My sister has laughed quite a bit about my Christmas wish-list. Everything on it was practical and boring (to the outside world). Usually my list is filled with items that make the outside world think I’m doing all sorts of awesome things …like dressing in high fashion and expensive clothes, or exercising and being awesome, or into expensive hobbies because I’m soooooo upper middle class. Not this year. My list, in a nutshell was (a) keep my feet warm, (b) help me sleep, (c) replace something I had and used up, and (d) drink – in style.
Guess what? When you ask for things, and get things, that enrich the lives of those around you, it’s actually way better.
My new world view is shifting to, if I get this, I can make Person(s) A happy by __________.
I got waterproof Bogs (slip on shoes) rated to 20 degrees below zero for walking the dog or for quick chores outside. This makes my life better by walking more. Makes my dog’s life better by walking more. Makes my wife’s life better because I don’t track dirt and mud into the house. Yes. I have running shoes. But on a 35 degree rainy day when the neighborhood is all puddles and wet grass, having these quick slip-ons is brilliant.
I got warm, boot high socks. I didn’t even know I wanted them, but my wife did, and they are cozy and warm and when it gets really cold (which I’m sure is coming soon), my feet will be warm (while walking that damn dog the kids wanted so badly …do you see them walking the dog? 10-9-8-7-6 …OK …I’m better).
I got a “#1 Dad” wallet, which means all my hard work in 2014 elevated me from “All American” to #1. Woo hoo! It’s probably because I bought this particular daughter a dog, come to think of it.
I got Bedphones. Hey. I have trouble staying asleep. I was trying to fix it by (a) reading in bed whenever I woke up (which meant a 1/2 hour or more of wakefulness in the middle of the night). Or (b) I tried heading downstairs and sleeping in front of the TV, which meant bad sleep in the glow of a TV (that’s horrible). I (c) tried getting up and making lists (of the things I was worrying about). That didn’t help. But I found the best idea was to have a few (boring) audio books ready on my iPhone. When I wake, I quickly pop in the headphones, set the sleep timer for 30 minutes, and then try like hell to stay awake and listen. But when the book is something like the epic “John Quincy Adams” biography and it’s detailing the letters he received from his mother about how to dress in public …trust me …it’s a cure of insomnia.
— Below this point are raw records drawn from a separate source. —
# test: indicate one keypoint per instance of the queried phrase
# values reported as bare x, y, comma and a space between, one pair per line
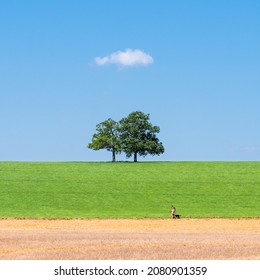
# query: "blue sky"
201, 84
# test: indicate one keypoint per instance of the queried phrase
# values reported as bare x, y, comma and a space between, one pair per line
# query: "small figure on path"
173, 212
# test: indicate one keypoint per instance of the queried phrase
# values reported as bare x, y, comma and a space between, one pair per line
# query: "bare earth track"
158, 239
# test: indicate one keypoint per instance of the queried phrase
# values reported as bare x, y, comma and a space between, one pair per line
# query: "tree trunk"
135, 156
113, 156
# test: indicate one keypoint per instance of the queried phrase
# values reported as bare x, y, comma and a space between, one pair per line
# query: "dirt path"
130, 239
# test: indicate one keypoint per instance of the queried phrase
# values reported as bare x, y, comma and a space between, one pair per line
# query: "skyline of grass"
129, 190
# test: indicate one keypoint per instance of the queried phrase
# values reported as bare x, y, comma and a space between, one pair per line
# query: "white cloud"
126, 58
252, 149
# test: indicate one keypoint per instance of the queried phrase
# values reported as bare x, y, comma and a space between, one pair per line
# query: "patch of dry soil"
94, 239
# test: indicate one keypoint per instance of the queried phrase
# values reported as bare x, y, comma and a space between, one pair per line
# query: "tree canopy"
134, 135
106, 138
138, 136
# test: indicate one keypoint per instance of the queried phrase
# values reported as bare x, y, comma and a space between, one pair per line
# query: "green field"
125, 189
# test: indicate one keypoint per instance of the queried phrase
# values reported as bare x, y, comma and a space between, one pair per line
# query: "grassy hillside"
147, 189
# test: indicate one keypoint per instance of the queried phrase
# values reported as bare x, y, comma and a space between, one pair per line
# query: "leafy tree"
106, 138
138, 136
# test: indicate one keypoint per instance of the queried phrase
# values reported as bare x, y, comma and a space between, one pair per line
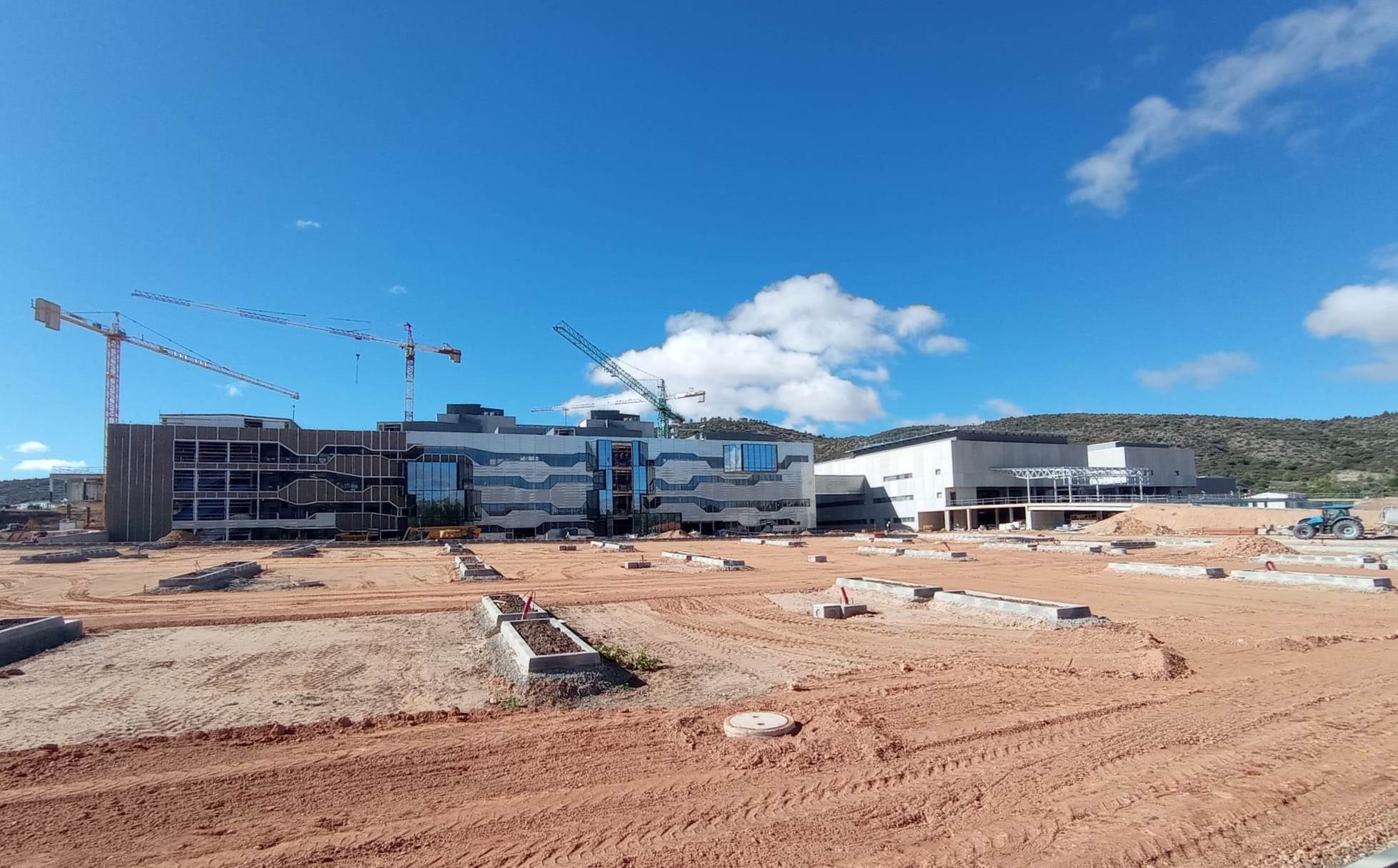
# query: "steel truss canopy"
1081, 476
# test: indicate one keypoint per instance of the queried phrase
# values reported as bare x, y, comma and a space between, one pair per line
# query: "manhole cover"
762, 724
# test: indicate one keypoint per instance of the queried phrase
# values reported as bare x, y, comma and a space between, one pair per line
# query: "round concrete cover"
762, 724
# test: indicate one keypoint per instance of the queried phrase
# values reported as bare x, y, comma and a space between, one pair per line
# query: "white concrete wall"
1170, 466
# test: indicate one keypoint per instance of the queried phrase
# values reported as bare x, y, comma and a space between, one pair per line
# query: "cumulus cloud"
1366, 314
780, 350
942, 344
877, 374
1003, 409
1202, 372
1279, 54
45, 464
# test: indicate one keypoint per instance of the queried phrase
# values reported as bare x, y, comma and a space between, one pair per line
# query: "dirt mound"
1130, 526
1162, 662
1247, 547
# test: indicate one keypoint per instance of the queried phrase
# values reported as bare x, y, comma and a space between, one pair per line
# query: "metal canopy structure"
1079, 476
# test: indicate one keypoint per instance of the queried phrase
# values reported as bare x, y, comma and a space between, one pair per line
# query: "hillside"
1351, 454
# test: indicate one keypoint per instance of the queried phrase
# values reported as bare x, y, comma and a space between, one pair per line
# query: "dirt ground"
1207, 723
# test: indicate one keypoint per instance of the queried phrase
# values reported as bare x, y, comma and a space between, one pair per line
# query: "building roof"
958, 434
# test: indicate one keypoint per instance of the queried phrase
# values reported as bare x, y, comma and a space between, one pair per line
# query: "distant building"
239, 477
967, 479
76, 485
1278, 499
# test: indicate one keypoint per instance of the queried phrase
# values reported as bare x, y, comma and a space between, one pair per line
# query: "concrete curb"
1168, 569
38, 635
494, 617
585, 657
888, 586
1044, 610
1359, 583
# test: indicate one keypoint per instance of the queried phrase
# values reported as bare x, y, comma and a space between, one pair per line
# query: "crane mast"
664, 414
54, 316
410, 347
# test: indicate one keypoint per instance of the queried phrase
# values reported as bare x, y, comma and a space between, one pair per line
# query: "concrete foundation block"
879, 549
1167, 569
1359, 583
888, 586
1046, 610
213, 578
494, 617
55, 558
584, 657
932, 554
1361, 561
21, 638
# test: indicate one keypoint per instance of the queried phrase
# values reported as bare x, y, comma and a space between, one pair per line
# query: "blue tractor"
1332, 519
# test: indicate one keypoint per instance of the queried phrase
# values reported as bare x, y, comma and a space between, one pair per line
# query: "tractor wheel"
1349, 529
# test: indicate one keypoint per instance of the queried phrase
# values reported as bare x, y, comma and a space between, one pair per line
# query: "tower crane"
409, 346
664, 414
54, 316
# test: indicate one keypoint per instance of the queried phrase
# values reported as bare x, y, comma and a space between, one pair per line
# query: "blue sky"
1176, 207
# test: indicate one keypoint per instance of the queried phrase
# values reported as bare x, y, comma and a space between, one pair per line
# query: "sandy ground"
1208, 723
169, 679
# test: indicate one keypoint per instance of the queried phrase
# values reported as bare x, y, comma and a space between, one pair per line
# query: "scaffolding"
1078, 476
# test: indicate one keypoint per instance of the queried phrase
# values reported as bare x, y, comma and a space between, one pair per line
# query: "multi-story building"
610, 474
234, 477
972, 479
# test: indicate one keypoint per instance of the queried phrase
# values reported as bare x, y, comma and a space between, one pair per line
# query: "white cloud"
1003, 409
1145, 23
779, 353
1281, 52
45, 464
1386, 257
877, 374
1202, 372
942, 344
1366, 314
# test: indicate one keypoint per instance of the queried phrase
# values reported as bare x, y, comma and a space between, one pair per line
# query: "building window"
739, 457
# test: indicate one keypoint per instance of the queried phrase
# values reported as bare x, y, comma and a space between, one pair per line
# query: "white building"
972, 479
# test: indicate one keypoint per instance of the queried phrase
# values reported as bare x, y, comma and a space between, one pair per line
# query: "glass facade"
749, 457
438, 489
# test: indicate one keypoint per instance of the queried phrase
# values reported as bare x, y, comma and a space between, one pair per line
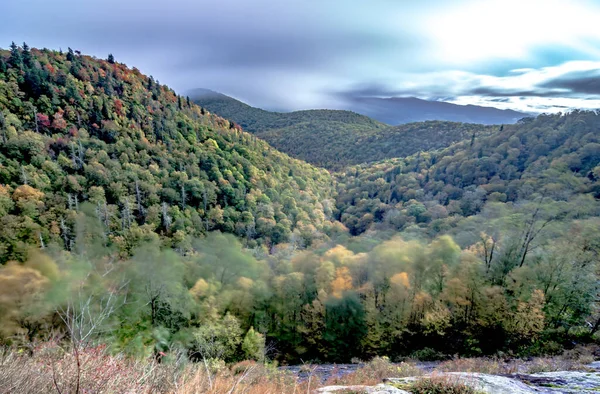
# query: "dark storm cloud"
580, 82
296, 54
501, 92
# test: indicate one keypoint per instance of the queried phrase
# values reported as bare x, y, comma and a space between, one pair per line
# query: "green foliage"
336, 139
77, 129
253, 346
440, 385
129, 217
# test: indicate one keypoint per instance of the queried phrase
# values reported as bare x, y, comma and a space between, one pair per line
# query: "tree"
16, 59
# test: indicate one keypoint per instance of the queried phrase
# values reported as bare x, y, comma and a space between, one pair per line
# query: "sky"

Sorry, history buffs …it was interesting, but not that interesting. Ear buds hurt my ear canals, so I read about these Bedphones wish are soft and lay gently against my ears, but not in my ears, and I can sleep on my side or back and I can’t really even tell I have earphones on.
And lastly, I got a new sea salt block for grilling and cooking (which I love and love doing it for my family and I love when my wife says, wow, this tastes so good), and my Secret Santa at work got me a growler (32 ounce beer bottle) which I can get filled at local breweries. I’m not a “craft beer” guy, and rarely will I pick up a bottle of micro brew, but the style and flair of bringing a growler into a brewery and having them fill it up …OK …so this was the one gift that still screamed, “look at me …I do cool things. Envy me.” The growler is cool.
Can this non-selfish, and non-ego gratifying outlook on gift-receiving last into the rest of my life? Not sure. But for now, getting things that improve my life and improve the lives of those around me …it feels pretty good.
What if I really adopted the motto …help others in order to help yourself. That sounds like a pretty good resolution. And I’ll hope, maybe, somebody reads this blog entry and doesn’t see it as self adulation, but maybe they say, hey, me too.